There were a lot more things happened; About the first part of March we started north; Nearly every town had a T.C.T. Camp and were taking in members; It seemed like every town was trying to see which could have the largest crowd; We stayed a week or two in Jacksonville; The camp was back of their Fair Ground, and the city had made a new prison. When we got there the city was cleaning it up; Trucks were grading and clearing; There were a lot of covered sheds, so we pitched our tents under them out of the rain. The mess hall was 40 or 50 ft. square; Camp had a park manager; Hall was scrubbed; neat and clean; Facilities: water, lights and plenty of toilet space; every thing going in a large scale. When we left, there were about 20 outfits; And the city was still fixing up the camp. The last night we were there, the city put on a dance and refreshments for the tourists and invited all to come back next year; also said they would like have a real camp for us next fall.
We had such a hard time coming down to Florida over the bad roads, that we decided to go home by the way of Washington, D.C.; although it was several hundred miles further, but I think it was well worth it; We followed what is practically No. 1; Going through the Carolinas, we saw a lot of folks picking holly leaves, of which they were making tea; The tea is still on the market by a large soup company; I am sure you have used it many times.

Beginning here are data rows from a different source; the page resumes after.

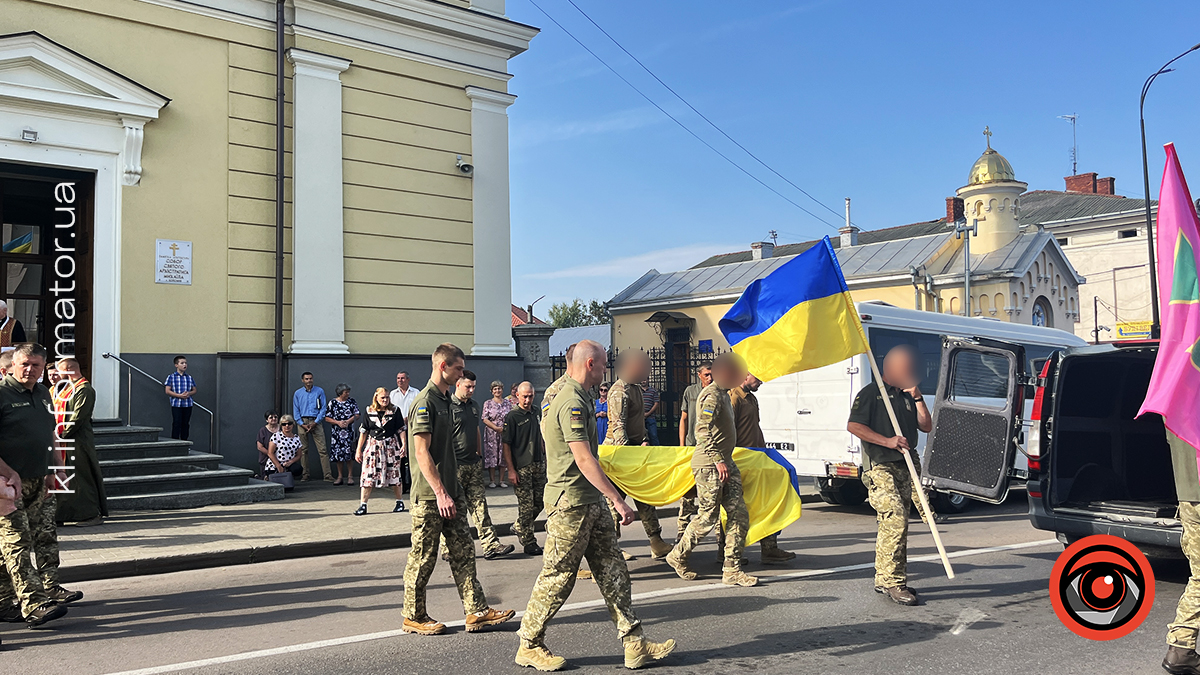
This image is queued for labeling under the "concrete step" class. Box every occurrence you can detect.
[104,465,254,497]
[100,452,222,482]
[92,420,162,446]
[96,438,192,460]
[104,479,283,510]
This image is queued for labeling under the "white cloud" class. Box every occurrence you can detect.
[521,244,745,283]
[512,107,666,148]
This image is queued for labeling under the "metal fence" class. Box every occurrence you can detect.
[550,344,724,446]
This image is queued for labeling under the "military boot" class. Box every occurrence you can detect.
[625,637,674,670]
[466,608,517,633]
[666,549,700,581]
[721,567,758,589]
[875,586,918,607]
[1163,645,1200,675]
[650,534,673,560]
[400,615,446,635]
[514,645,566,673]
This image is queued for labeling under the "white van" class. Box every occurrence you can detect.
[757,301,1087,510]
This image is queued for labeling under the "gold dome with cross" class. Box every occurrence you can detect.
[967,126,1016,185]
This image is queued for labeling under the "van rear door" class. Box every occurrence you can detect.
[922,338,1025,503]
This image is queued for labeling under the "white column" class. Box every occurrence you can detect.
[467,86,517,357]
[288,49,350,354]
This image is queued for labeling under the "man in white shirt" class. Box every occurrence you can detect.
[389,370,420,492]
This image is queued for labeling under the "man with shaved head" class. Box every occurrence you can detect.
[516,340,676,670]
[500,382,546,555]
[604,351,671,557]
[846,345,934,605]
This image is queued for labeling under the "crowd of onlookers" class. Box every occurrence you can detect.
[248,367,660,513]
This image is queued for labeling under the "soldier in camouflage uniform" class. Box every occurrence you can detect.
[1163,431,1200,675]
[515,340,674,670]
[666,353,758,586]
[605,352,671,560]
[676,363,713,544]
[0,344,67,626]
[500,382,546,555]
[401,342,516,635]
[442,370,514,561]
[846,345,934,605]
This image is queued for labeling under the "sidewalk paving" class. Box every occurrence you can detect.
[59,480,820,583]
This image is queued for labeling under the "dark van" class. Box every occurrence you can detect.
[922,338,1183,557]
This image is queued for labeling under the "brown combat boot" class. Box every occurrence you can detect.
[1163,645,1200,675]
[400,615,446,635]
[666,549,700,581]
[467,608,517,633]
[625,637,674,670]
[721,567,758,589]
[875,586,918,607]
[514,645,566,673]
[650,534,673,560]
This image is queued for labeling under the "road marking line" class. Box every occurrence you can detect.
[110,539,1058,675]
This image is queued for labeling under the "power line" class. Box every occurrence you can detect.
[566,0,853,225]
[520,0,838,229]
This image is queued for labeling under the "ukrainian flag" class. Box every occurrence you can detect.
[719,237,866,382]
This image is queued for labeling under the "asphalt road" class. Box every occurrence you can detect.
[0,492,1187,675]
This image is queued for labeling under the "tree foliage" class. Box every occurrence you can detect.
[550,298,611,328]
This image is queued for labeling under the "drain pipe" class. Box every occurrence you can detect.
[274,0,284,414]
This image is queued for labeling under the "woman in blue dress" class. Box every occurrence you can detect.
[596,382,608,438]
[325,383,359,485]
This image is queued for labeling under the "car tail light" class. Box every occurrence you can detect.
[1026,359,1052,461]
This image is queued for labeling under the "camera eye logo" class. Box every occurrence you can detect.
[1050,534,1154,640]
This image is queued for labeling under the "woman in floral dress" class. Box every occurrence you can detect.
[354,387,408,515]
[325,384,359,485]
[266,414,300,473]
[482,380,512,488]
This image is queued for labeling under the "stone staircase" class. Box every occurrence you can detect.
[92,419,283,510]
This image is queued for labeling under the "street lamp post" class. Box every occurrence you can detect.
[954,220,979,317]
[1137,43,1200,340]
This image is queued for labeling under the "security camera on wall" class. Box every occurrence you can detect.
[455,155,475,178]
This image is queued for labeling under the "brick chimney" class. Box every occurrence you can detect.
[946,197,966,222]
[1063,172,1097,195]
[750,241,775,261]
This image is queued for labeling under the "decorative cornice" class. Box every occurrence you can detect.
[288,47,353,82]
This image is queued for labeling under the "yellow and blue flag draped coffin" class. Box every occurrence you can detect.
[600,446,800,544]
[718,237,866,382]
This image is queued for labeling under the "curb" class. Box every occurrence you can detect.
[59,494,821,584]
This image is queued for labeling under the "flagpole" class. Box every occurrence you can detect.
[846,293,954,579]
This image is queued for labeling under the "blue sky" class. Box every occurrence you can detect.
[506,0,1200,316]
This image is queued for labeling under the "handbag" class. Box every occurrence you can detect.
[266,471,296,491]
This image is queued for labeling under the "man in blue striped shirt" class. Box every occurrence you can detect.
[292,372,334,483]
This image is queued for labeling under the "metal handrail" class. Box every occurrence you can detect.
[101,352,221,454]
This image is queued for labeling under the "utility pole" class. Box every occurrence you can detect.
[954,219,979,316]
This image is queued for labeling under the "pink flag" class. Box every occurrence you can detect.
[1138,143,1200,454]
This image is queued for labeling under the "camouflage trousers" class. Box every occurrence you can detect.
[607,492,662,539]
[404,497,487,621]
[863,461,913,589]
[1166,502,1200,650]
[674,466,750,569]
[517,497,642,647]
[0,478,51,616]
[676,486,697,542]
[512,461,546,546]
[442,461,500,552]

At Washington, D.C., we visited the main buildings; the tower and also the zoological gardens.
Went over Lincoln Highway; Going up Savage Mt. in low, the truck could hardly pull the load, so I stopped to see what was the matter; I had a hard job holding the truck; the ground looked level, but it was a side hill; When we got to the top, there was just enough room to balance the truck; We got just a short distance down the slope, when we burned out our brake in the transmission; I got stopped; while I was putting new ones in, the children walked down the road; then I saw a small cloud coming level with us, and when it struck the Mt. it just poured, and I never saw so much water fall in such a short time and the sun was still shining. One of the girls crawled in a culvert to get away from the rain, but in a few moments she was washed out and down the side of the mountain; We had some excitement, before we got dried out good, but no one got hurt.
We had fair roads from there to Columbus, Ohio; From where we headed north to Toledo, Ohio; They did not want to stop so we tried to make home. We got to the Aldoma Theatre, in Detroit at 3 o'clock in the morning; Had “busted” 5 casings; From Toledo home, we had worn out all of the tires which came with the car. The last to blow out were two at once; I got tires from a man which I knew; We drove into our yard as the sun was coming up.